Computational analysis of blood flow in the retinal arteries and veins using fundus image

The retina is the only tissue in which blood vessels can be visualized non-invasively in vivo. Thus, the study of the retinal hemodynamic has special interest for both physiological and pathological conditions. The aim of this study has been to develop a detailed computational model for a quantitative analysis of the blood flow in physiologically realistic retinal arterial and venous networks. The geometrical outlines of both retinal artery and vein have been extracted from the retinal image acquired from a healthy young adult by a retinal camera Topcon TRC-50EX. The microvascular diameter effect (i.e., Fåhraeus–Lindqvist effect) and the hematocrit have been considered in determining the viscosity of the blood in the retinal vessel segments.

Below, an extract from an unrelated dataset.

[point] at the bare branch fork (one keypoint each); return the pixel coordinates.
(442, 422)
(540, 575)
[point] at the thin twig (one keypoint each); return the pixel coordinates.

The blood moves at a velocity that is 2 times less in the veins (maximum 5.4 cm/s) than the velocity at which it moves in the arteries (maximum 11 cm/s) which are in good agreement with in vivo measurements reported in the literature. The pressure drop has been in the range of 11–14 mmHg between the inlet and outlets for the arterial network, and 13–14 mmHg for the vein network. The developed method can be used as a tool for continuous monitoring of the retinal circulation for clinical assessments as well as experimental studies.